Among the many changes that fast-evolving technology is causing today, self-driving cars seem to emerge as the most obvious change that is expected to have the greatest impact on our everyday lives. Autonomous (self-driving) vehicle technology was a long-time engineering dream depicted in science fiction cartoons and movies for decades. It is now starting to become reality, potentially moving into your garage in no more than a few years, and bringing about a revolution in the world of transportation.
With the advanced technology in self-driving cars come the problems of safety, data security, challenges of development and manufacturing, and issues that we might not even be able to anticipate today.
Companies have to prepare for the development of such technology-packed products, and to “future-proof” their development activities in order to cope with the immense amount of (and dependence on) software.
The joys of new technology?
Sure enough, truly autonomous vehicles can be regarded as revolutionary. You wouldn’t be wrong to compare this technology to autopilot systems in aeroplanes. Except, let's face it, not all of us own a plane while passenger cars are everywhere, exponentially increasing the impact of this technological leap.
According to the latest industry analysis, roads in modern cities could look a bit like a scene from The Jetsons by as early as 2020.
Before we get carried away with images from futuristic cartoons, it’s a good idea to take a closer look at what exactly is happening in terms of the evolution of vehicles. Several vehicle manufacturers and companies from other high-tech industries are currently engaged in multiple research projects around the world to build self-driving automobiles. Eventually, these cars and trucks will be able to drive themselves from point A to B on the map, with no outside help from the driver. They will communicate with each other through a wireless IoT connection, enabling them to exchange data when necessary – for instance, in order to avoid collisions and other accidents in a matter of split seconds.
And here comes one of the greatest challenges of developing autonomous cars: not only are manufacturers responsible for the safety of passengers and pedestrians, they also need to ensure the security of all the data generated by the car and shared via wireless connection. If sensitive data are intercepted or altered by hackers, that could lead to catastrophic consequences.
Related reading: Security Concerns in the Development of Self-Driving Technology
In addition, self-driving cars need to be able to function safely in normal road traffic, and avoid accidents in any traffic situation. While recent accidents of autonomous cars include a fatal crash with a self-driving Tesla Model S, manufacturers claim that statistically autonomous cars are still far safer than vehicles controlled by tired or otherwise incapable human drivers. Ensuring this safety and reliability is a prerequisite that will enable self-driving cars to spread fast.

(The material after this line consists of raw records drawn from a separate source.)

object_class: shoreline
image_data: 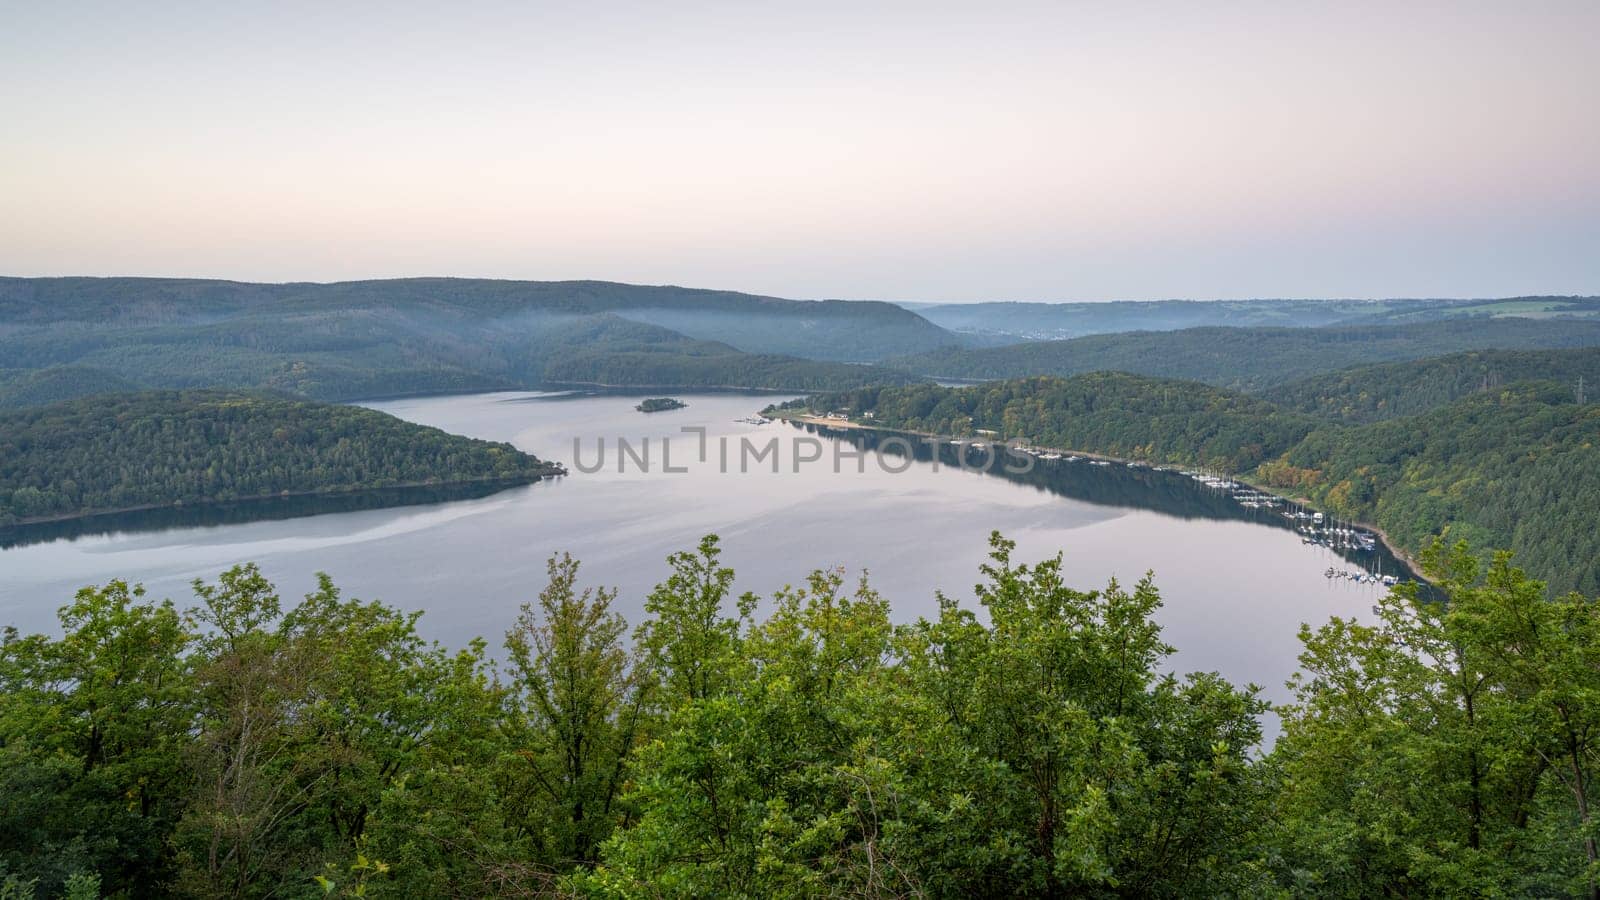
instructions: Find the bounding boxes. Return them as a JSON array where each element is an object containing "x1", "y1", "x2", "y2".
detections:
[
  {"x1": 0, "y1": 470, "x2": 563, "y2": 529},
  {"x1": 524, "y1": 380, "x2": 851, "y2": 395},
  {"x1": 785, "y1": 412, "x2": 1424, "y2": 580},
  {"x1": 351, "y1": 381, "x2": 851, "y2": 403}
]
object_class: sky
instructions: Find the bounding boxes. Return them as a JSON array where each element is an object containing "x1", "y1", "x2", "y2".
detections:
[{"x1": 2, "y1": 1, "x2": 1597, "y2": 302}]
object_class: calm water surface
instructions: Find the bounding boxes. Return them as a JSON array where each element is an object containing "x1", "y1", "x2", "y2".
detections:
[{"x1": 0, "y1": 391, "x2": 1399, "y2": 716}]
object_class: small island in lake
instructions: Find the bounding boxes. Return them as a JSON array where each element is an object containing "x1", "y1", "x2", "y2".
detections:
[{"x1": 636, "y1": 397, "x2": 688, "y2": 413}]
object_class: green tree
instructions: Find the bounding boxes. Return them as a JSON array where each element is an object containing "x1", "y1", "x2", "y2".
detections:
[
  {"x1": 503, "y1": 553, "x2": 649, "y2": 870},
  {"x1": 173, "y1": 566, "x2": 497, "y2": 898},
  {"x1": 1270, "y1": 541, "x2": 1600, "y2": 896},
  {"x1": 587, "y1": 566, "x2": 917, "y2": 897},
  {"x1": 920, "y1": 533, "x2": 1269, "y2": 897},
  {"x1": 634, "y1": 535, "x2": 755, "y2": 707},
  {"x1": 0, "y1": 581, "x2": 191, "y2": 896}
]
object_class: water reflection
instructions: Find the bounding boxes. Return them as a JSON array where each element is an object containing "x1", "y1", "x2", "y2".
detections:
[
  {"x1": 798, "y1": 421, "x2": 1423, "y2": 586},
  {"x1": 0, "y1": 481, "x2": 544, "y2": 551}
]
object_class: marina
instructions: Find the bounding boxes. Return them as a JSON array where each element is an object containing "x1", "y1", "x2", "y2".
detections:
[{"x1": 940, "y1": 439, "x2": 1413, "y2": 587}]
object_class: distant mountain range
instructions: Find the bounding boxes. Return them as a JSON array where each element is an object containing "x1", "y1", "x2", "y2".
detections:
[
  {"x1": 0, "y1": 277, "x2": 949, "y2": 403},
  {"x1": 0, "y1": 277, "x2": 956, "y2": 362},
  {"x1": 889, "y1": 319, "x2": 1600, "y2": 391},
  {"x1": 904, "y1": 295, "x2": 1600, "y2": 341},
  {"x1": 5, "y1": 277, "x2": 1600, "y2": 408}
]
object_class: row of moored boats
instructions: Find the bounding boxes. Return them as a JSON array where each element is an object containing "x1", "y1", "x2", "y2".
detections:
[{"x1": 1327, "y1": 567, "x2": 1399, "y2": 586}]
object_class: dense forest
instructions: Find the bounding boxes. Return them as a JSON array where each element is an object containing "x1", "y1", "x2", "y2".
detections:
[
  {"x1": 802, "y1": 373, "x2": 1600, "y2": 594},
  {"x1": 1271, "y1": 382, "x2": 1600, "y2": 594},
  {"x1": 888, "y1": 319, "x2": 1600, "y2": 390},
  {"x1": 0, "y1": 368, "x2": 140, "y2": 411},
  {"x1": 1262, "y1": 346, "x2": 1600, "y2": 422},
  {"x1": 0, "y1": 391, "x2": 558, "y2": 525},
  {"x1": 805, "y1": 374, "x2": 1318, "y2": 472},
  {"x1": 2, "y1": 536, "x2": 1597, "y2": 897}
]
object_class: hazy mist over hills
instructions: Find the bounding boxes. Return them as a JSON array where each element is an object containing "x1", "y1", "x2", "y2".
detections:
[
  {"x1": 0, "y1": 277, "x2": 942, "y2": 403},
  {"x1": 906, "y1": 295, "x2": 1600, "y2": 341}
]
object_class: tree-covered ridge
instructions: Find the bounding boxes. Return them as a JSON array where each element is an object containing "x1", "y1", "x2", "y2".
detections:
[
  {"x1": 888, "y1": 318, "x2": 1600, "y2": 391},
  {"x1": 0, "y1": 367, "x2": 139, "y2": 410},
  {"x1": 3, "y1": 537, "x2": 1598, "y2": 897},
  {"x1": 0, "y1": 276, "x2": 933, "y2": 325},
  {"x1": 1270, "y1": 382, "x2": 1600, "y2": 594},
  {"x1": 805, "y1": 375, "x2": 1600, "y2": 594},
  {"x1": 0, "y1": 276, "x2": 959, "y2": 364},
  {"x1": 0, "y1": 391, "x2": 558, "y2": 525},
  {"x1": 0, "y1": 306, "x2": 921, "y2": 402},
  {"x1": 812, "y1": 373, "x2": 1318, "y2": 472},
  {"x1": 526, "y1": 316, "x2": 918, "y2": 392},
  {"x1": 1262, "y1": 346, "x2": 1600, "y2": 422}
]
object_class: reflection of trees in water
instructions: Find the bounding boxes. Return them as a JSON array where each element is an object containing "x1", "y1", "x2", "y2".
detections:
[
  {"x1": 808, "y1": 423, "x2": 1418, "y2": 581},
  {"x1": 0, "y1": 482, "x2": 533, "y2": 550}
]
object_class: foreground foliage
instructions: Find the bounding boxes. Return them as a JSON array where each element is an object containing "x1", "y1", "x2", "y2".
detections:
[{"x1": 2, "y1": 536, "x2": 1598, "y2": 896}]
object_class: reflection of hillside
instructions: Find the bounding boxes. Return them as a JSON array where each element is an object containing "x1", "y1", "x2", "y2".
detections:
[
  {"x1": 805, "y1": 423, "x2": 1417, "y2": 580},
  {"x1": 0, "y1": 482, "x2": 530, "y2": 550}
]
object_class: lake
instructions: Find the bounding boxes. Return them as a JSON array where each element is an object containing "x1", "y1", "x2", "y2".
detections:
[{"x1": 0, "y1": 390, "x2": 1400, "y2": 719}]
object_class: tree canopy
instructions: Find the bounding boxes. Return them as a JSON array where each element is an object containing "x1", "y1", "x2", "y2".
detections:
[
  {"x1": 0, "y1": 391, "x2": 557, "y2": 525},
  {"x1": 3, "y1": 536, "x2": 1598, "y2": 896}
]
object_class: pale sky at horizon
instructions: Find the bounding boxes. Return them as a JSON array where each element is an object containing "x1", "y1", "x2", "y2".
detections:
[{"x1": 3, "y1": 1, "x2": 1597, "y2": 302}]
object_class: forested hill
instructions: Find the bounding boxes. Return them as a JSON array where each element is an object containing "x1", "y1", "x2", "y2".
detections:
[
  {"x1": 517, "y1": 315, "x2": 918, "y2": 391},
  {"x1": 1263, "y1": 346, "x2": 1600, "y2": 422},
  {"x1": 0, "y1": 366, "x2": 139, "y2": 410},
  {"x1": 0, "y1": 391, "x2": 558, "y2": 525},
  {"x1": 0, "y1": 276, "x2": 959, "y2": 362},
  {"x1": 0, "y1": 282, "x2": 932, "y2": 402},
  {"x1": 887, "y1": 318, "x2": 1600, "y2": 390},
  {"x1": 808, "y1": 374, "x2": 1319, "y2": 472},
  {"x1": 803, "y1": 375, "x2": 1600, "y2": 594},
  {"x1": 1265, "y1": 381, "x2": 1600, "y2": 593}
]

The legal, regulatory, and technological impacts of this issue are manifold. Regulatory bodies are working on new guidelines and standards to ensure the safety and data security of autonomous cars, while carmakers are doing their best to apply cutting edge technology in their products. Clarifying the question of responsibility is another issue ahead for lawmakers.
Technology both an enabler and a challenge
Implementing the latest technology in sophisticated “system of systems” products such as modern cars just means even more complexity. Building bullet-proof (safe, reliable, and secure) software requires mature development processes, immense amounts of code, and thorough quality assurance activities. Controlling and monitoring all processes, tracing software development artifacts throughout the lifecycle, managing risks and quality assurance have always been difficult, but with such steeply increasing complexity, old processes and activities simply aren’t working any more.
To keep pace with current, and to prepare for future trends in the development of automotive products while making sure they pass audits, regulatory inspections and compliance checks, developers and manufacturers are realizing they need to use controlled and mature processes throughout the product development lifecycle (and extend this to suppliers). Tools that enable them to do and monitor that are becoming valuable assets.
Future-proofing hardware engineering, software development and product manufacturing processes is greatly supported by advanced PLM (Product Lifecycle Management) and ALM (Application Lifecycle Management) solutions, and tools that are able to connect ALM and PLM. Unifying these processes will be crucial for automotive developers ahead in order to be able to manage their products’ development in an integrated, centralized manner.
Developers working on autonomous vehicles have to face various and increasingly complex challenges, and consequently need to reevaluate their current processes and toolsets. Integrated ALM and product development platforms such as codeBeamer ALM will be instrumental in modernizing development processes in order to tackle the challenges introduced by increasing product complexity, and the growing reliance of products on sophisticated software applications.